Friday 27 February 2009

Freedom Bill

I am grateful to Jonathan Calder (Liberal England) for this posting:

Chris Huhne, the Lib Dem shadow home secretary, sets out the case for the bill in a Guardian article:
The Liberal Democrats are determined to resist the slow death by a thousand cuts of our hard-won British liberties. George Orwell's Nineteen Eighty-Four was a warning, not a blueprint. Yet the Big Brother society that he satirised is growing before our eyes. Our forebears who fought so hard for the rights we have had stripped away would be shocked at what we've lost.
He also lists the 20 measures in the bill to "restore the fundamental rights that have been stripped away in recent years":
  • Scrap ID cards for everyone, including foreign nationals.
  • Ensure that there are no restrictions in the right to trial by jury for serious offences including fraud.
  • Restore the right to protest in Parliament Square, at the heart of our democracy.
  • Abolish the flawed control orders regime.
  • Renegotiate the unfair extradition treaty with the United States.
  • Restore the right to public assembly for more than two people.
  • Scrap the ContactPoint database of all children in Britain.
  • Strengthen freedom of information by giving greater powers to the information commissioner and reducing exemptions.
  • Stop criminalising trespass.
  • Restore the public interest defence for whistleblowers.
  • Prevent allegations of "bad character" from being used in court.
  • Restore the right to silence when accused in court.
  • Prevent bailiffs from using force.
  • Restrict the use of surveillance powers to the investigation of serious crimes and stop councils snooping.
  • Restore the principle of double jeopardy in UK law.
  • Remove innocent people from the DNA database.
  • Reduce the maximum period of pre-charge detention to 14 days.
  • Scrap the ministerial veto that allowed the government to block the release of cabinet minutes relating to the Iraq war.
  • Require explicit parental consent for biometric information to be taken from children.
  • Regulate CCTV following a Royal Commission on cameras.
This will not, I trust, remove CCTV cameras from our public areas, where they are popular in giving shoppers, parkers etc. reassurance.

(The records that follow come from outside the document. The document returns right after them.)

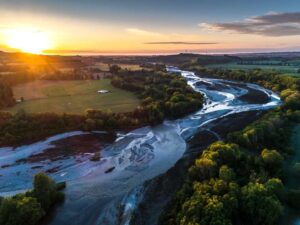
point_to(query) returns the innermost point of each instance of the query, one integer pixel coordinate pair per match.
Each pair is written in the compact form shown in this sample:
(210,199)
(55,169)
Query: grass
(291,70)
(105,67)
(72,97)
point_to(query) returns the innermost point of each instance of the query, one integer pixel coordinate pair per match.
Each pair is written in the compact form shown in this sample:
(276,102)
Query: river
(107,191)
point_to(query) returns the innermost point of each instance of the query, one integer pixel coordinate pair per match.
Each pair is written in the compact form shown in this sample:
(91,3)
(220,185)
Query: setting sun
(29,41)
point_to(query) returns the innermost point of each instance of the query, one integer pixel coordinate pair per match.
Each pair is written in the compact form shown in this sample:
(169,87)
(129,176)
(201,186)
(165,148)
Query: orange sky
(70,35)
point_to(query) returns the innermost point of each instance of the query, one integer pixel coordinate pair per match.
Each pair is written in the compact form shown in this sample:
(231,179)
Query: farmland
(72,97)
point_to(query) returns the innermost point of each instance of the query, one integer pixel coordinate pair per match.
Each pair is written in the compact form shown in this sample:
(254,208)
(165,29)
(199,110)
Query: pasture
(72,97)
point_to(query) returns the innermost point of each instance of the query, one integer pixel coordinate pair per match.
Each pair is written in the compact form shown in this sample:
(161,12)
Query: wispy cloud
(179,43)
(273,24)
(142,32)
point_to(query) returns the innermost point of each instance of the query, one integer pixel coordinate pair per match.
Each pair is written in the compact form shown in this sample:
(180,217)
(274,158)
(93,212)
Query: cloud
(142,32)
(273,24)
(179,43)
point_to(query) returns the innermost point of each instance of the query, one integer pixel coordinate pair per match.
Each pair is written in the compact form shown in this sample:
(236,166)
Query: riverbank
(160,190)
(103,189)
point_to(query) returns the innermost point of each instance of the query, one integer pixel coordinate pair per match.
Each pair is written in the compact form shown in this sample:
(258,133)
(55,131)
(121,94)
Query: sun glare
(29,41)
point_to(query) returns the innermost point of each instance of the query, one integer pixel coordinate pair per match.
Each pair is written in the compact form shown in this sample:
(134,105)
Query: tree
(259,206)
(20,209)
(226,173)
(272,159)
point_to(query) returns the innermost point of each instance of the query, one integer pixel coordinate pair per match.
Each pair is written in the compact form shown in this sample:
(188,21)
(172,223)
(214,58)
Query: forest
(242,180)
(31,207)
(163,96)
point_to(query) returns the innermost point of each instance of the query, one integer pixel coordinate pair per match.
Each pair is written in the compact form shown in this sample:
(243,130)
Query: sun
(29,41)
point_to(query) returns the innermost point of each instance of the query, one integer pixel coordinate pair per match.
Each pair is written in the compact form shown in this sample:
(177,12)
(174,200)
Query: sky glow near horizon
(154,27)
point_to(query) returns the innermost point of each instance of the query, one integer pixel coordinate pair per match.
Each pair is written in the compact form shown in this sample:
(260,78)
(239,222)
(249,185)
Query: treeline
(241,180)
(30,208)
(163,95)
(269,79)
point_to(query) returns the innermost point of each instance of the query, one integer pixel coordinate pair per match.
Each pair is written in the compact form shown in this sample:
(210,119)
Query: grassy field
(72,97)
(105,67)
(291,70)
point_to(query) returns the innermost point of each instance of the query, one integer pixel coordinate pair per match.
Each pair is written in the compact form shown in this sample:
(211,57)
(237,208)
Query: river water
(107,191)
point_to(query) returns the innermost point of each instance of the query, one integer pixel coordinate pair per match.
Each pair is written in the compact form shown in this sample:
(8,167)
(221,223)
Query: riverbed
(107,191)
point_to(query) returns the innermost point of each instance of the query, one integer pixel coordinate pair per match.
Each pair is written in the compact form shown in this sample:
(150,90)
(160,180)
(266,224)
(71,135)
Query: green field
(72,97)
(291,70)
(105,67)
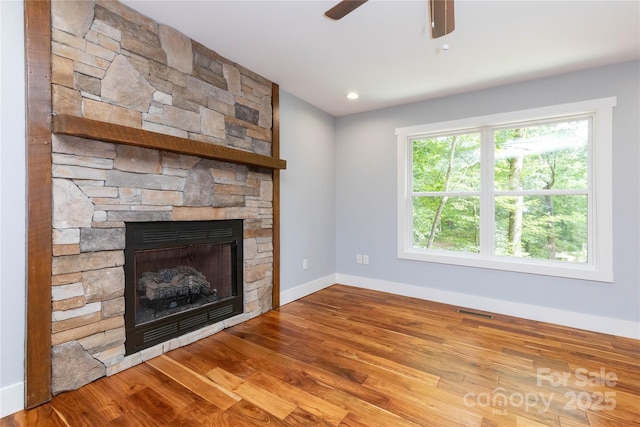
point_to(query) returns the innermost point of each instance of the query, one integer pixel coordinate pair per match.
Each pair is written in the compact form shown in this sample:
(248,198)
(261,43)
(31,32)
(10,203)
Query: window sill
(540,267)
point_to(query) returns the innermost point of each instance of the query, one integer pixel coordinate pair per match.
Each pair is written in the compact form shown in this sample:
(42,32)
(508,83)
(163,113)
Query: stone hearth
(114,65)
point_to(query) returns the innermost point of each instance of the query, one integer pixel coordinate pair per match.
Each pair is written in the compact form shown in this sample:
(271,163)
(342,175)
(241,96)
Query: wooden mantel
(109,132)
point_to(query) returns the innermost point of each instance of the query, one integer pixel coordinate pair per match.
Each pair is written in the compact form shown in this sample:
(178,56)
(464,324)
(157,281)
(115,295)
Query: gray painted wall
(366,195)
(338,195)
(12,200)
(308,202)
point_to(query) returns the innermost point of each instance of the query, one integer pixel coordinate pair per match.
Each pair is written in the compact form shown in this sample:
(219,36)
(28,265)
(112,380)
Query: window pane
(446,223)
(542,157)
(542,227)
(447,163)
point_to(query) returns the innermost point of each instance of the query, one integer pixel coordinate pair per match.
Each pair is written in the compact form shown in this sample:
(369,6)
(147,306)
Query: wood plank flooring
(350,357)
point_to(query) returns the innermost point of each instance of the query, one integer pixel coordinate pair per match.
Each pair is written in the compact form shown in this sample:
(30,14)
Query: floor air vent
(475,313)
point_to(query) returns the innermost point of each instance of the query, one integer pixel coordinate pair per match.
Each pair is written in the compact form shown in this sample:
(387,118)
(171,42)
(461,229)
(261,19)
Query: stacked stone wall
(110,63)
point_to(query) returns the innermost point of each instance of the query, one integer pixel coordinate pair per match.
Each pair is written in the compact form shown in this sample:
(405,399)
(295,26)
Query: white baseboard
(11,399)
(305,289)
(606,325)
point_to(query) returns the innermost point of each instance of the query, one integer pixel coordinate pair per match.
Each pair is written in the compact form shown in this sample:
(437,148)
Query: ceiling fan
(442,19)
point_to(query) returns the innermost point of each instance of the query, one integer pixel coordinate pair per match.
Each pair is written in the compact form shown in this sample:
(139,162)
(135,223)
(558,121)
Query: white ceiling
(383,49)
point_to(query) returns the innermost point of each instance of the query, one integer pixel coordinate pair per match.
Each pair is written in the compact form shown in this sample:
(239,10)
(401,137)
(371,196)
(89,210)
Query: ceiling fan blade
(343,8)
(442,17)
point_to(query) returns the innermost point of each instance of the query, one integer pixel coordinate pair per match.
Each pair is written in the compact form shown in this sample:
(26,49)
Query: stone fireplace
(115,69)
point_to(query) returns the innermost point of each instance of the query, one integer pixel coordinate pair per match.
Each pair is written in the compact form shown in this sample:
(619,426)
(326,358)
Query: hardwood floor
(351,357)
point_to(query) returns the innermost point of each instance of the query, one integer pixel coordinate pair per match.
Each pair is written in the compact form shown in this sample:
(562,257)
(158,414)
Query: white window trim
(600,265)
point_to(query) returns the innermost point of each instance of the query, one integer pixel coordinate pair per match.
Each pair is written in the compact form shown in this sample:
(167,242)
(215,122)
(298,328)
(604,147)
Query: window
(526,191)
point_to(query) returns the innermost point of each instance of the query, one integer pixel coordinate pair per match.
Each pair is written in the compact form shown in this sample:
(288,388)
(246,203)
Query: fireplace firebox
(179,277)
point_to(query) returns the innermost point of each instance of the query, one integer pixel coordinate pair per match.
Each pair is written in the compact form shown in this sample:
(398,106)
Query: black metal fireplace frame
(158,235)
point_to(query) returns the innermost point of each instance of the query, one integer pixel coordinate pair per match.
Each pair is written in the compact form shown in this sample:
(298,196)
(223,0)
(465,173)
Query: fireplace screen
(180,276)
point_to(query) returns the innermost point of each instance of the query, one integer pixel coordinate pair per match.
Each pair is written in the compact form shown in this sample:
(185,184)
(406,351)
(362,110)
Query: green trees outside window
(537,186)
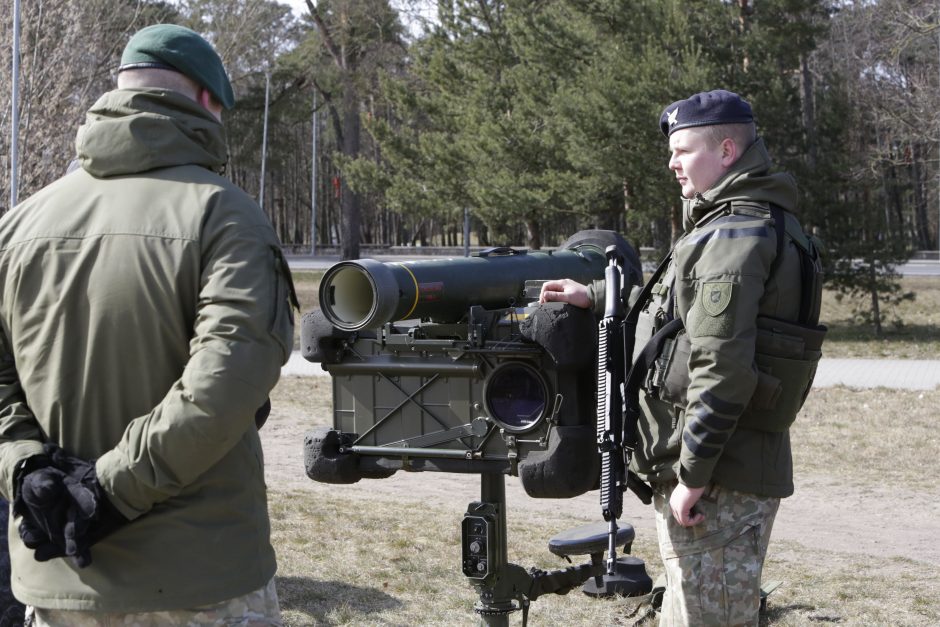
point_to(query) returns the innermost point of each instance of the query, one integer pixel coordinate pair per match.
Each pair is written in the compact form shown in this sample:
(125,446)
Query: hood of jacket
(750,180)
(129,131)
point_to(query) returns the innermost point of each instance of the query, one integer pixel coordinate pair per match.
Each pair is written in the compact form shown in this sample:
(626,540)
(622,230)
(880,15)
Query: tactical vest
(786,352)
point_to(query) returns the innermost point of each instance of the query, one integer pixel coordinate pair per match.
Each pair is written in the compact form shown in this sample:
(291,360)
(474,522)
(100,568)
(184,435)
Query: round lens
(515,396)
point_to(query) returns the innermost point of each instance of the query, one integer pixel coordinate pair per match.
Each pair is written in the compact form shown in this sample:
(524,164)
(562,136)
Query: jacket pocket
(285,301)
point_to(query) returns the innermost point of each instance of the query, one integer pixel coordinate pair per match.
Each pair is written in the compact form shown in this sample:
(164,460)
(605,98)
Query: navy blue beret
(705,109)
(172,47)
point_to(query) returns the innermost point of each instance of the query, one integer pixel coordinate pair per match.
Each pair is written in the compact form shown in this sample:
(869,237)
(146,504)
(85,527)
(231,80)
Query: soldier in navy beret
(705,109)
(719,460)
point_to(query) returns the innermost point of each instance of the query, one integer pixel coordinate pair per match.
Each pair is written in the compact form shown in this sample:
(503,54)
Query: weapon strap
(634,314)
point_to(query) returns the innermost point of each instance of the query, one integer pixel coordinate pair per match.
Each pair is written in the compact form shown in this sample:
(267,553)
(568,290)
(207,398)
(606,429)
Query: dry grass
(916,336)
(882,437)
(371,554)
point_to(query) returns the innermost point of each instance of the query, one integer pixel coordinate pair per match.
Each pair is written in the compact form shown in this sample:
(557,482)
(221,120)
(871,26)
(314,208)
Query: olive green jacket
(144,319)
(718,282)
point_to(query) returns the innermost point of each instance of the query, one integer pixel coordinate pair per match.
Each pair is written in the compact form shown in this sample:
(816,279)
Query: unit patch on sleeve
(716,297)
(711,313)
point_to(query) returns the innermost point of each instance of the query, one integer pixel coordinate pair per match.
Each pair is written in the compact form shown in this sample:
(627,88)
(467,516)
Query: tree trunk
(351,203)
(873,290)
(533,233)
(920,199)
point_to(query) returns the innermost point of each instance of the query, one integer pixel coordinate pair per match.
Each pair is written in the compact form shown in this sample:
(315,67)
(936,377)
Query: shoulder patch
(716,296)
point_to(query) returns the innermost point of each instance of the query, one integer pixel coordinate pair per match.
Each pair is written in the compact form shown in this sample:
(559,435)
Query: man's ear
(729,151)
(209,103)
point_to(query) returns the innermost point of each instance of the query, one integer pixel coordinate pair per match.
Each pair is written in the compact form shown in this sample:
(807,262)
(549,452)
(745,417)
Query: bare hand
(682,501)
(565,291)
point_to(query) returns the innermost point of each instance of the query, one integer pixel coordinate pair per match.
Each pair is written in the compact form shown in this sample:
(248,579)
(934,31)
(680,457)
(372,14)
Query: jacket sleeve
(20,434)
(242,335)
(730,265)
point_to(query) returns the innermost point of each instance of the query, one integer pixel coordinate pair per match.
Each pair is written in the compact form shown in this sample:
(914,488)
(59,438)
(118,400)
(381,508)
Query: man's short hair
(160,79)
(743,134)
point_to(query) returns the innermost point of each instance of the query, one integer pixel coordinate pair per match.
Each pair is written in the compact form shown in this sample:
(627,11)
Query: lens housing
(516,395)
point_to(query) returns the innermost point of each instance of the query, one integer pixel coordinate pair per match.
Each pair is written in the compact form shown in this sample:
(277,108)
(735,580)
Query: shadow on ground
(318,598)
(776,613)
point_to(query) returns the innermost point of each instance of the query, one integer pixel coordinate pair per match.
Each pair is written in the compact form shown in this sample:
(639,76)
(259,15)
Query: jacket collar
(135,130)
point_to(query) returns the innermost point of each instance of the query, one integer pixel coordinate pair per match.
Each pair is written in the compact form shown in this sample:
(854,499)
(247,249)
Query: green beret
(172,47)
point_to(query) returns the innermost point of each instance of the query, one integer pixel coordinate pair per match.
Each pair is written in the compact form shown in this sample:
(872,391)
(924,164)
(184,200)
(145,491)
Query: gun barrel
(365,294)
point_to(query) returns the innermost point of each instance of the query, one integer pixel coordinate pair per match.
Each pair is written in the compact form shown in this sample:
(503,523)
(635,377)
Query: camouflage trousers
(255,609)
(713,570)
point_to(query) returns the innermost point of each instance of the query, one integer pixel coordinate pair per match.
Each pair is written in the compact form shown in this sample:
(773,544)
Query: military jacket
(144,319)
(718,282)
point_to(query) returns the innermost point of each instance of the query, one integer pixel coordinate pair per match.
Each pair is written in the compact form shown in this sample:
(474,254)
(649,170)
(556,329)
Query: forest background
(423,123)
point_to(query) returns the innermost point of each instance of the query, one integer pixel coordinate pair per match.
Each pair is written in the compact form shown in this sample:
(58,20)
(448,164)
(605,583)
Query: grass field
(388,552)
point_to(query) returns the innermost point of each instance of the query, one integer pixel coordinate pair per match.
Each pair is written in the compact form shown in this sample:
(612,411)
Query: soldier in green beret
(147,312)
(730,321)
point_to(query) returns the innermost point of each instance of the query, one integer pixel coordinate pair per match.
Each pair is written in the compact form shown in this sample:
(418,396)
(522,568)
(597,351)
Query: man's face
(697,161)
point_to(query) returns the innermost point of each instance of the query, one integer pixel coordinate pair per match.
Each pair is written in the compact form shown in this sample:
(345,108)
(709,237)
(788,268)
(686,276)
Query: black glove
(261,416)
(65,510)
(90,517)
(42,502)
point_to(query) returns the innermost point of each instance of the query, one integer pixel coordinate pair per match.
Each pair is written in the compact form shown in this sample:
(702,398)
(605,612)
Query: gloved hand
(41,500)
(65,510)
(90,516)
(261,416)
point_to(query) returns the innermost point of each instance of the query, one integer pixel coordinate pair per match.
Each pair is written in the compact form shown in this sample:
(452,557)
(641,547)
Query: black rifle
(611,361)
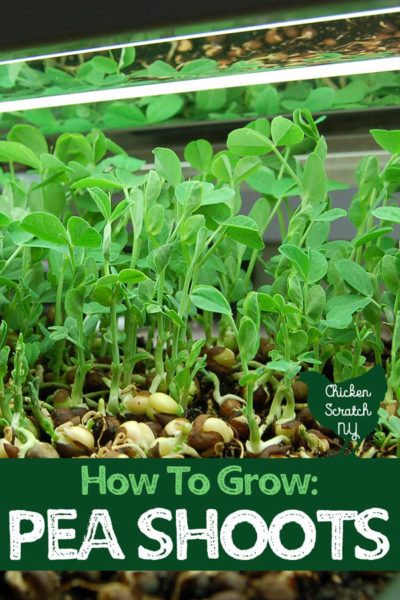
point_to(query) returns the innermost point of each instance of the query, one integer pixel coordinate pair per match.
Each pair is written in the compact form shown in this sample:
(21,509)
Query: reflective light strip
(222,81)
(192,36)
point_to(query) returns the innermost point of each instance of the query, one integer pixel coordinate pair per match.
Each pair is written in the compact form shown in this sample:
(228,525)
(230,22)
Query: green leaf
(318,266)
(222,168)
(163,108)
(355,275)
(261,125)
(390,269)
(248,339)
(260,213)
(331,215)
(16,152)
(285,133)
(314,180)
(29,136)
(159,68)
(388,140)
(154,219)
(372,234)
(103,295)
(104,64)
(246,167)
(248,142)
(315,303)
(105,181)
(209,298)
(190,228)
(347,304)
(168,165)
(199,154)
(74,302)
(251,308)
(267,303)
(120,209)
(46,227)
(102,200)
(4,220)
(244,230)
(153,187)
(161,256)
(174,317)
(81,234)
(190,194)
(298,257)
(387,213)
(128,55)
(210,100)
(131,276)
(267,103)
(73,147)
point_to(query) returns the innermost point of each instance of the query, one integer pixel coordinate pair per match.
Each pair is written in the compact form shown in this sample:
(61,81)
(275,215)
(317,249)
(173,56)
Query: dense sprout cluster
(193,585)
(108,271)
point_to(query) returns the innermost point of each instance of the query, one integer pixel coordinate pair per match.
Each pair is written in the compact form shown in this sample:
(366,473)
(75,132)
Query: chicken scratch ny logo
(349,408)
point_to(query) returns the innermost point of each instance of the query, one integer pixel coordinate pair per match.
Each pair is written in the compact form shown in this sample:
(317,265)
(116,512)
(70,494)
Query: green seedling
(131,277)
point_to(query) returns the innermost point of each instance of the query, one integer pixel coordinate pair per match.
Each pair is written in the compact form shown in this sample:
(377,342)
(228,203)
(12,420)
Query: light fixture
(346,44)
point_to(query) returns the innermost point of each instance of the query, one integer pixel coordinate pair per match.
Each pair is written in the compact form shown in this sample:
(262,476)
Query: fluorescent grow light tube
(193,36)
(218,82)
(354,43)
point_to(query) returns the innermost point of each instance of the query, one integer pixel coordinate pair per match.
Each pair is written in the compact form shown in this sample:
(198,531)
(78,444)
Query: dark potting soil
(192,585)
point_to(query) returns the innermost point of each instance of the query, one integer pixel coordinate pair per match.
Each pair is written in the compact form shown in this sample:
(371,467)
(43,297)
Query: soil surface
(192,585)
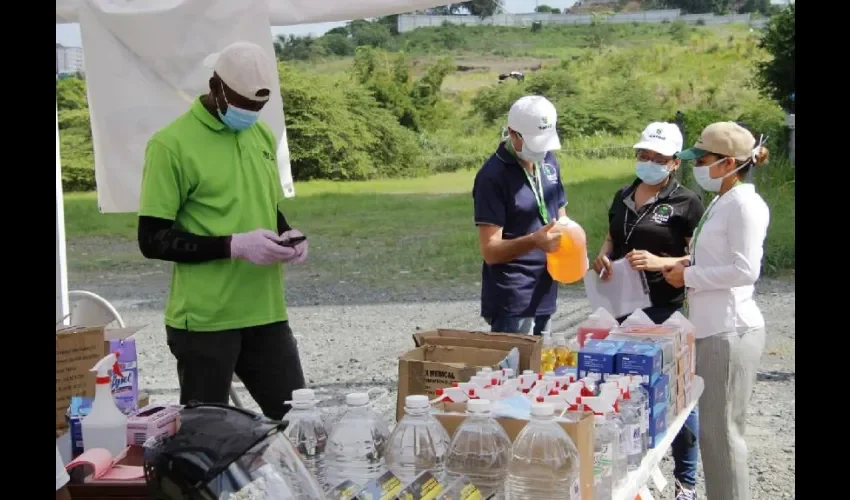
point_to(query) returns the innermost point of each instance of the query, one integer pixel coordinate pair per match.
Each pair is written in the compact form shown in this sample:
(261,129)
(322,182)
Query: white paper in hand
(622,294)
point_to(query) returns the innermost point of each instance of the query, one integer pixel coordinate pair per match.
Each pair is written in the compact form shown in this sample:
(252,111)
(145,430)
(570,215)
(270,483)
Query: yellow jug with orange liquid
(568,263)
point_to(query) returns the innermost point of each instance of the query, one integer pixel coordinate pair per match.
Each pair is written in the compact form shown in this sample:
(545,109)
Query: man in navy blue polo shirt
(518,199)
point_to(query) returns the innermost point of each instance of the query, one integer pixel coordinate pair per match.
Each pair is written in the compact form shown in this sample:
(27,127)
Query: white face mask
(703,177)
(532,156)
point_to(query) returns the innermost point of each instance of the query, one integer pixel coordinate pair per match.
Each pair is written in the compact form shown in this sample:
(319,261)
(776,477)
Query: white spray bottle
(105,426)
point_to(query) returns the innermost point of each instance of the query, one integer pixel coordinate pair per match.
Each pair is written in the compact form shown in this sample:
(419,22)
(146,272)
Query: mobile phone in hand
(291,242)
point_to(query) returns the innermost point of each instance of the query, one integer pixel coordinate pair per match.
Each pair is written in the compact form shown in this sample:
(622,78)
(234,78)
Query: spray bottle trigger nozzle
(116,370)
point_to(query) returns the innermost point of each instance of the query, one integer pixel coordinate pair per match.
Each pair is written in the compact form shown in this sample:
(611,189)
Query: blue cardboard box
(659,392)
(598,356)
(641,358)
(77,410)
(657,424)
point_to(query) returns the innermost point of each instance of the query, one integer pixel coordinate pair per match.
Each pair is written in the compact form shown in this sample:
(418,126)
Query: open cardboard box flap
(528,345)
(78,349)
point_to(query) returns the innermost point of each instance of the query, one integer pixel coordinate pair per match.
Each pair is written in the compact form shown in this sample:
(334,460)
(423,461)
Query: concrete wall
(409,22)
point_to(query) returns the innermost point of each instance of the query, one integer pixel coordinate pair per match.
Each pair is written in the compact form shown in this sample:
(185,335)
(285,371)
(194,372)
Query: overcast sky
(69,34)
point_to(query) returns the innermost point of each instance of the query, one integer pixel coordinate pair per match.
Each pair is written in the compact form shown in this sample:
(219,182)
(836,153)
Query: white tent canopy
(143,62)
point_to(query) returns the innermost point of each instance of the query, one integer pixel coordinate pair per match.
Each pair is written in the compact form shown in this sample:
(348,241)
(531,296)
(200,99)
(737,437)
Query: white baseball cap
(534,118)
(662,137)
(245,68)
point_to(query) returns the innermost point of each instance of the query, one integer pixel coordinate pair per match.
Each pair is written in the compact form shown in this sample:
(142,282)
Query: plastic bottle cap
(542,409)
(478,405)
(303,395)
(416,401)
(357,399)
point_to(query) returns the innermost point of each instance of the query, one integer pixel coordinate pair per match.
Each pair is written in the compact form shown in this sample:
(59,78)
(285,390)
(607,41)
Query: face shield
(225,453)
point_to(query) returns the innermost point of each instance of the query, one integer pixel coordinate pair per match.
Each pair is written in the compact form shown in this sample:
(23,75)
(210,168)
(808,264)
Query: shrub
(78,179)
(336,130)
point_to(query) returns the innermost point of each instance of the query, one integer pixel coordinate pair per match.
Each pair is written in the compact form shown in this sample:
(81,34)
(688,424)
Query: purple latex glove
(261,247)
(300,249)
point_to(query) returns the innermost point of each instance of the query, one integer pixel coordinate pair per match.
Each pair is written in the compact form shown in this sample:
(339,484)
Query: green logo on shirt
(662,213)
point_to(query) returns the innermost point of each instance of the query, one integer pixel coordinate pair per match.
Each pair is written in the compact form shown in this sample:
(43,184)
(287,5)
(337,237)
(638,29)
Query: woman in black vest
(650,223)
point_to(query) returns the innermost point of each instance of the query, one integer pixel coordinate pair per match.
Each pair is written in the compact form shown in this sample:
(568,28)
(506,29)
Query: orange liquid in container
(569,263)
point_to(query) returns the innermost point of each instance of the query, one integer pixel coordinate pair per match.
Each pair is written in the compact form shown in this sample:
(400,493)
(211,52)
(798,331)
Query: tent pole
(62,305)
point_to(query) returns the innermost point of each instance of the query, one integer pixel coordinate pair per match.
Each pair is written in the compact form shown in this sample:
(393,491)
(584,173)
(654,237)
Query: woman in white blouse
(726,253)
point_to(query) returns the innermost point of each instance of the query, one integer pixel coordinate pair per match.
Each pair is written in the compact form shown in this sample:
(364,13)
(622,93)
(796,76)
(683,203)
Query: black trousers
(264,357)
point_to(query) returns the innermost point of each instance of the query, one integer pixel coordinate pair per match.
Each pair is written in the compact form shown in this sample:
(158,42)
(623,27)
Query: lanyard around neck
(703,220)
(537,189)
(535,183)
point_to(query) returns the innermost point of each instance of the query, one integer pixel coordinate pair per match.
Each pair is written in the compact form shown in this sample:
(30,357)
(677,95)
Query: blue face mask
(237,118)
(651,173)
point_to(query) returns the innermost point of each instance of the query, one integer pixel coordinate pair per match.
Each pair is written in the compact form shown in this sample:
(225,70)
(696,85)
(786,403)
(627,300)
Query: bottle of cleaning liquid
(606,441)
(574,348)
(569,263)
(105,426)
(480,450)
(632,413)
(547,354)
(562,352)
(418,443)
(544,460)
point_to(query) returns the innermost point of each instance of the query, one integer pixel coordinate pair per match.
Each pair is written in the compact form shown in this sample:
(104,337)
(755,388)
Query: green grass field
(416,231)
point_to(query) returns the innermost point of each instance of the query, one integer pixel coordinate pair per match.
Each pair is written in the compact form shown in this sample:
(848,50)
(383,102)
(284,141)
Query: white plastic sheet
(144,65)
(622,294)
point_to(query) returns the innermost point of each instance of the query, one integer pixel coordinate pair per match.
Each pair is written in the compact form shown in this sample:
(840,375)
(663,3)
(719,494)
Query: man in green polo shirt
(210,203)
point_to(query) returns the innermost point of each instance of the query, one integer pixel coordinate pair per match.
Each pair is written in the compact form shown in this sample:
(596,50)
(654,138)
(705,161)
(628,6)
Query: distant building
(69,60)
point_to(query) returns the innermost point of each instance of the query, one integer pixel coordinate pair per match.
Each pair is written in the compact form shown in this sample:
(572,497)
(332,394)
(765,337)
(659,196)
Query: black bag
(220,451)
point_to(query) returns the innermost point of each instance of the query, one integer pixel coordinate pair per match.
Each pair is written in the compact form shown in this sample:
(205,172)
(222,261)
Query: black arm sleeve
(159,240)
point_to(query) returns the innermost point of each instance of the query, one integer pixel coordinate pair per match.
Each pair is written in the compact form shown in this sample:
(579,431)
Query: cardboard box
(528,345)
(659,392)
(78,349)
(657,426)
(598,356)
(430,367)
(640,358)
(667,338)
(580,432)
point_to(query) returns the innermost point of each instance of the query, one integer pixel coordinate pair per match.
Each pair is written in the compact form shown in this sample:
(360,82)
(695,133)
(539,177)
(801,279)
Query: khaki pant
(728,363)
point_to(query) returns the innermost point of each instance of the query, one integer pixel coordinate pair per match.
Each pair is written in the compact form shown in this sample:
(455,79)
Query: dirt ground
(350,337)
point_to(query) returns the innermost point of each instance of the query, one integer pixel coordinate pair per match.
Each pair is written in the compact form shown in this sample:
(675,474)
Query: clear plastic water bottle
(418,443)
(639,394)
(606,448)
(544,460)
(630,412)
(306,431)
(357,444)
(611,391)
(480,450)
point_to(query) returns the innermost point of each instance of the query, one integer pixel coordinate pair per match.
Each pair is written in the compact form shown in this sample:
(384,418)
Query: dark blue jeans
(536,325)
(686,445)
(686,452)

Rather, the regulations should govern who sits watching the screens and what use is made of the recorded "footage".

2 comments:

Anonymous said...

What about being able to take still or video photos of coppers? Not so long ago, CCTV evidence was used against two serving police officers who were physically abusing two dogs. If this video footage was taken today, the owners of the cctv recording equipment who took this footage could be facing 10 years in gaol!!!

Frank Little said...

Oh yes, that has to be part of the reforms.